In una stanza di uno storico palazzo torinese, un uomo giunto al termine di un’esistenza tormentata e avventurosa ripercorre le vicende che lo hanno visto protagonista e testimone. Ex colonnello dell’esercito sabaudo, giornalista di fama europea, J.M. rivive così nella sua memoria gli eventi che hanno segnato il nostro Risorgimento, dai moti liberali del 1821 alla prima guerra d’Indipendenza, dalla spedizione in Crimea agli intrecci tra criminalità comune e politica, fino alla prima strage di Stato, legata al trasferimento della capitale da Torino a Firenze. Basato su diari e documenti d’archivio, questo fuilleton avvincente e serrato è qualcosa di più di un semplice divertimento d’autore.

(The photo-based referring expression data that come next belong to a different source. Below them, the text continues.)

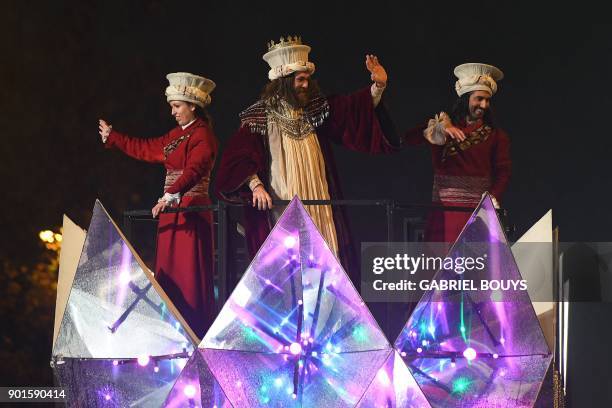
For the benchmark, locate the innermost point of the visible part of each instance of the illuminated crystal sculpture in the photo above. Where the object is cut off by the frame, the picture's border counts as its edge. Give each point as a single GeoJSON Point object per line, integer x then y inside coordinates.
{"type": "Point", "coordinates": [295, 332]}
{"type": "Point", "coordinates": [394, 387]}
{"type": "Point", "coordinates": [121, 342]}
{"type": "Point", "coordinates": [477, 348]}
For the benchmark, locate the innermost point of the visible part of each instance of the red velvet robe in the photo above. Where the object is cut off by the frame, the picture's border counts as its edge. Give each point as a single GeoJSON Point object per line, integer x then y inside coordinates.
{"type": "Point", "coordinates": [352, 122]}
{"type": "Point", "coordinates": [184, 262]}
{"type": "Point", "coordinates": [485, 166]}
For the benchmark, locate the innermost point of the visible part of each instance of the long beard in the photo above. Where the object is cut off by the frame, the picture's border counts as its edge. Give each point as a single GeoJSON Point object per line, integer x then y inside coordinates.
{"type": "Point", "coordinates": [474, 116]}
{"type": "Point", "coordinates": [301, 98]}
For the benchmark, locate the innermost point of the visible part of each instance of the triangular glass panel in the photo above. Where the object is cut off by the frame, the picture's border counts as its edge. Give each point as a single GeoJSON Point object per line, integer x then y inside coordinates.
{"type": "Point", "coordinates": [196, 387]}
{"type": "Point", "coordinates": [475, 343]}
{"type": "Point", "coordinates": [118, 383]}
{"type": "Point", "coordinates": [260, 379]}
{"type": "Point", "coordinates": [394, 387]}
{"type": "Point", "coordinates": [118, 323]}
{"type": "Point", "coordinates": [295, 312]}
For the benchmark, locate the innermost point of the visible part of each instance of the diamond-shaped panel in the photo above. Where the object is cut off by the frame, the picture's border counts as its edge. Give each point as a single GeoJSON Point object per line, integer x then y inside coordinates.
{"type": "Point", "coordinates": [295, 332]}
{"type": "Point", "coordinates": [468, 346]}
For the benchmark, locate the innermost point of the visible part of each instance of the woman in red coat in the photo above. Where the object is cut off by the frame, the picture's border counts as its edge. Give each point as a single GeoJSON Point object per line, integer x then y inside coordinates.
{"type": "Point", "coordinates": [184, 262]}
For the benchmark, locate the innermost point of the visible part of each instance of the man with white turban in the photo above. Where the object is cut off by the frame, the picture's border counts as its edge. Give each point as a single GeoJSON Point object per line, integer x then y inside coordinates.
{"type": "Point", "coordinates": [470, 153]}
{"type": "Point", "coordinates": [284, 145]}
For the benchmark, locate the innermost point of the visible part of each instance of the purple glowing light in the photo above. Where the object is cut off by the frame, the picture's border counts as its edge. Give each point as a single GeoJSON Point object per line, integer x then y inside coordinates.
{"type": "Point", "coordinates": [189, 391]}
{"type": "Point", "coordinates": [469, 354]}
{"type": "Point", "coordinates": [295, 348]}
{"type": "Point", "coordinates": [289, 242]}
{"type": "Point", "coordinates": [143, 360]}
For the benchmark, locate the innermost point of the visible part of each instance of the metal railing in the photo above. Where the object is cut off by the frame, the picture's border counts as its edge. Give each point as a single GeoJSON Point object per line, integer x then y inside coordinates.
{"type": "Point", "coordinates": [227, 279]}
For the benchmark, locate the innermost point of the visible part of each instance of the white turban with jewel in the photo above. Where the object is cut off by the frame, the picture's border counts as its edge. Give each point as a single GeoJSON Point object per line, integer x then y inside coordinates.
{"type": "Point", "coordinates": [286, 57]}
{"type": "Point", "coordinates": [477, 77]}
{"type": "Point", "coordinates": [188, 87]}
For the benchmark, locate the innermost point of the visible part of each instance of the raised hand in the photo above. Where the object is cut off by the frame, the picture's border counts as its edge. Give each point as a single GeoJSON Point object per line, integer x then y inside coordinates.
{"type": "Point", "coordinates": [378, 73]}
{"type": "Point", "coordinates": [105, 129]}
{"type": "Point", "coordinates": [159, 207]}
{"type": "Point", "coordinates": [261, 198]}
{"type": "Point", "coordinates": [455, 133]}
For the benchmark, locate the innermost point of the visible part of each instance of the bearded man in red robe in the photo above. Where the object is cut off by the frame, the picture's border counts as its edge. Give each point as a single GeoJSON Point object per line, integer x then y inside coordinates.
{"type": "Point", "coordinates": [470, 153]}
{"type": "Point", "coordinates": [283, 147]}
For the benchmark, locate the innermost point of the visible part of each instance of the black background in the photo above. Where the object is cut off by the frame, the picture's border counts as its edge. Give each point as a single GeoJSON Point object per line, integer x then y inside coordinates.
{"type": "Point", "coordinates": [66, 64]}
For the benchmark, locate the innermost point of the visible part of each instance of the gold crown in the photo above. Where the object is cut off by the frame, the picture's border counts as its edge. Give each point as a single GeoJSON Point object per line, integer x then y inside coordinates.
{"type": "Point", "coordinates": [295, 40]}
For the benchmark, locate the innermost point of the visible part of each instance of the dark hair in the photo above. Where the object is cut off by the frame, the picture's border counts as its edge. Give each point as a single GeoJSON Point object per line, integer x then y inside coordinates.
{"type": "Point", "coordinates": [284, 88]}
{"type": "Point", "coordinates": [202, 114]}
{"type": "Point", "coordinates": [461, 110]}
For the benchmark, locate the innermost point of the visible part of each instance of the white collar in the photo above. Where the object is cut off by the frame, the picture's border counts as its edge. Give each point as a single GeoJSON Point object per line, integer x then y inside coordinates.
{"type": "Point", "coordinates": [187, 125]}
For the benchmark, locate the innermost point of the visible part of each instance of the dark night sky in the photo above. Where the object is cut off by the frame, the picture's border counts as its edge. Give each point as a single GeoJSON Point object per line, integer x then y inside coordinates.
{"type": "Point", "coordinates": [64, 65]}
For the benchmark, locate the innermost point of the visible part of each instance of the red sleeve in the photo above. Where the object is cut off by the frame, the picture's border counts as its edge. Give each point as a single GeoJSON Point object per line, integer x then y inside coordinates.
{"type": "Point", "coordinates": [201, 152]}
{"type": "Point", "coordinates": [357, 125]}
{"type": "Point", "coordinates": [244, 156]}
{"type": "Point", "coordinates": [502, 165]}
{"type": "Point", "coordinates": [149, 150]}
{"type": "Point", "coordinates": [414, 136]}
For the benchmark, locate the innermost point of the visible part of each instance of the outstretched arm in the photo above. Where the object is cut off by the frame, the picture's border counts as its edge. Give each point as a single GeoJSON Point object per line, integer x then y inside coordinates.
{"type": "Point", "coordinates": [149, 150]}
{"type": "Point", "coordinates": [358, 121]}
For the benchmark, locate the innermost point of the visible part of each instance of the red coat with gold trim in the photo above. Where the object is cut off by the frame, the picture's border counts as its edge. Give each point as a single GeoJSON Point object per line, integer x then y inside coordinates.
{"type": "Point", "coordinates": [463, 173]}
{"type": "Point", "coordinates": [184, 261]}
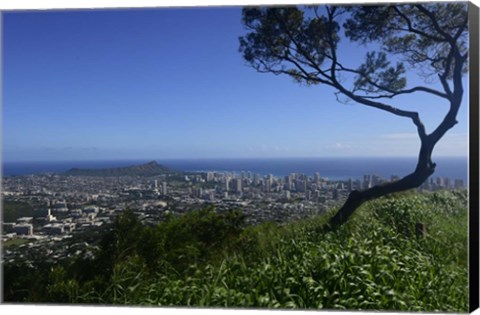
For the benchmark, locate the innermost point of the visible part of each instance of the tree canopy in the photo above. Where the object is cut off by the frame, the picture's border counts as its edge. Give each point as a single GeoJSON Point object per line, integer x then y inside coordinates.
{"type": "Point", "coordinates": [429, 39]}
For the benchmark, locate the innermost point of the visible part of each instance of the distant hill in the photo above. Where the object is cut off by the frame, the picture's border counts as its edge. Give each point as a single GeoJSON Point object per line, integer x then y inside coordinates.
{"type": "Point", "coordinates": [149, 169]}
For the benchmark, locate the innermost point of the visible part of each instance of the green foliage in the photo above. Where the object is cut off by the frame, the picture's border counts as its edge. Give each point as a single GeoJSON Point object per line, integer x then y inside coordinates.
{"type": "Point", "coordinates": [205, 258]}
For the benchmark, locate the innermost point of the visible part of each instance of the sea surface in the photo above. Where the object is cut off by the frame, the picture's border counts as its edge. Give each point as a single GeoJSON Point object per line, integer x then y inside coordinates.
{"type": "Point", "coordinates": [332, 168]}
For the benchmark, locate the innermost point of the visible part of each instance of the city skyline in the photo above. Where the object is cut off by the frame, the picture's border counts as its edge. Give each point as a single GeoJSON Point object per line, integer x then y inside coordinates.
{"type": "Point", "coordinates": [170, 83]}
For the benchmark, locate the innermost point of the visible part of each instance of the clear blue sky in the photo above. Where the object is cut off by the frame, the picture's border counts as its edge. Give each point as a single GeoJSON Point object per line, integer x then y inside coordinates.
{"type": "Point", "coordinates": [170, 83]}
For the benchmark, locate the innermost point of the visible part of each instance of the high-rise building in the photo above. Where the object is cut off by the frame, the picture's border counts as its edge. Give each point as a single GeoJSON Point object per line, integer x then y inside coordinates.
{"type": "Point", "coordinates": [227, 184]}
{"type": "Point", "coordinates": [237, 185]}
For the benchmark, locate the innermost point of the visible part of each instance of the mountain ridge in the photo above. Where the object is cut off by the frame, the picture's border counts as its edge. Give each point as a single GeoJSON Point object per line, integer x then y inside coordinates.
{"type": "Point", "coordinates": [148, 169]}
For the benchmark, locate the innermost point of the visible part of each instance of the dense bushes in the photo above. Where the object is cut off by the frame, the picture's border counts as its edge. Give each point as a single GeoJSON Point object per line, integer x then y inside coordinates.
{"type": "Point", "coordinates": [205, 258]}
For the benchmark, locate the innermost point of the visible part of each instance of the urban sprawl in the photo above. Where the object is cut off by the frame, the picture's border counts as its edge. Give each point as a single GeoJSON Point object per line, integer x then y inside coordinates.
{"type": "Point", "coordinates": [66, 208]}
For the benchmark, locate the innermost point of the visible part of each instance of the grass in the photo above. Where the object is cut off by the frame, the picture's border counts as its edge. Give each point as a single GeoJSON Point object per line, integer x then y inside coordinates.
{"type": "Point", "coordinates": [376, 261]}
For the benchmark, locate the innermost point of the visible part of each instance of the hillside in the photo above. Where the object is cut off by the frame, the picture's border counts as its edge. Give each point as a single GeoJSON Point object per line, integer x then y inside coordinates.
{"type": "Point", "coordinates": [377, 261]}
{"type": "Point", "coordinates": [149, 169]}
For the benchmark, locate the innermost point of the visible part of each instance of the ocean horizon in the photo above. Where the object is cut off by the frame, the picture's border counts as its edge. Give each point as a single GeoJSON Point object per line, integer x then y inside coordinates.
{"type": "Point", "coordinates": [338, 168]}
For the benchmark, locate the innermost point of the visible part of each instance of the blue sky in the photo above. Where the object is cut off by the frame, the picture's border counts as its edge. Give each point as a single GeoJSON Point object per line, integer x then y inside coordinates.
{"type": "Point", "coordinates": [170, 83]}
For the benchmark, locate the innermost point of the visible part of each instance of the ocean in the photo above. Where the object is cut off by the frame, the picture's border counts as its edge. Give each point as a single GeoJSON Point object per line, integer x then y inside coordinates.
{"type": "Point", "coordinates": [332, 168]}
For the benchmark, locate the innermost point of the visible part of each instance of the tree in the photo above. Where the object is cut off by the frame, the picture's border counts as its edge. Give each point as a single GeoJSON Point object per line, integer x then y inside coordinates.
{"type": "Point", "coordinates": [431, 38]}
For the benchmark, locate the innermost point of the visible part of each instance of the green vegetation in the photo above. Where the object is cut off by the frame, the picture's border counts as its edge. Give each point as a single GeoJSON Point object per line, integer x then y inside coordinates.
{"type": "Point", "coordinates": [12, 210]}
{"type": "Point", "coordinates": [204, 258]}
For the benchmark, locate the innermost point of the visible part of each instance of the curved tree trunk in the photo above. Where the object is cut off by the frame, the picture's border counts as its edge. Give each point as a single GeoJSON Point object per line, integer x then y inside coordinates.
{"type": "Point", "coordinates": [357, 198]}
{"type": "Point", "coordinates": [424, 169]}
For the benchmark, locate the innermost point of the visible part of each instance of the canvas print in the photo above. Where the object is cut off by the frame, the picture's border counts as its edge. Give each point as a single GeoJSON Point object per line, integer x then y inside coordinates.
{"type": "Point", "coordinates": [310, 157]}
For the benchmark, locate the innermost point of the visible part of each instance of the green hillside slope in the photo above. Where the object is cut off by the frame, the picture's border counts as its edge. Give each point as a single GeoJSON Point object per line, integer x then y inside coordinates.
{"type": "Point", "coordinates": [376, 261]}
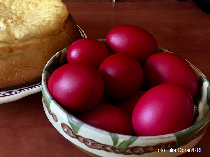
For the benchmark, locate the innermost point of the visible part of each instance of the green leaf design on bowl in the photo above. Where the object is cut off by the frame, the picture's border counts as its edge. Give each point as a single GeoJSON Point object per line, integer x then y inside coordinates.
{"type": "Point", "coordinates": [47, 100]}
{"type": "Point", "coordinates": [123, 146]}
{"type": "Point", "coordinates": [75, 125]}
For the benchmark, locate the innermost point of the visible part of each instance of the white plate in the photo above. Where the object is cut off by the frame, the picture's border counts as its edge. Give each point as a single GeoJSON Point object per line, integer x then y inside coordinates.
{"type": "Point", "coordinates": [16, 94]}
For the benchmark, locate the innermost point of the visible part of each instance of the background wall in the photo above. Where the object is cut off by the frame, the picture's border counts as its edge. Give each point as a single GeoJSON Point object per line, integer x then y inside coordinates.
{"type": "Point", "coordinates": [117, 0]}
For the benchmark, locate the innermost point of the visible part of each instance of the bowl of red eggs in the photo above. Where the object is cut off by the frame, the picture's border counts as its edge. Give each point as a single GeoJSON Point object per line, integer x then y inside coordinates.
{"type": "Point", "coordinates": [125, 96]}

Raccontando da un’angolatura particolare i fatti e i personaggi «che hanno fatto l’Italia», mostrandone i lati ambigui e sconcertanti, l’Autore riesce a dare un’evidenza inquietante al parallelismo tra le vicende della nascita dello Stato unitario e quelle che hanno inquinato la vita dell’Italia democratica del nostro tempo.
È solo comprendendo, al di là della retorica scolastica, come è nata male l’Italia di Vittorio Emanuele II e di Cavour, di Mazzini e di Garibaldi, che possiamo sperare di capire che cosa non funziona nell’Italia di oggi.
Non sono uno storico, tantomeno mi considero un romanziere. Raccontare, però, mi è sempre piaciuto e il mio mestiere di cronista è stato in sintonia con la mia voglia di riferire piú che di inventare. Questa dichiarazione non è un mettere le mani avanti nei confronti di chi legge, ma la semplice spiegazione delle ragioni che mi hanno spinto a questa avventura letteraria. Perché, mi si creda, qualcosa di avventuroso, inteso come casuale, imprevisto, c’è stato nel corso dei quattordici anni in cui sono stato coinvolto nella storia raccontata nelle pagine che seguono. Almeno tre le occasioni fortuite che hanno rafforzato in me l’idea di portare avanti questa impresa e in ognuna di queste ci sono state persone determinanti: a loro va il mio ringraziamento.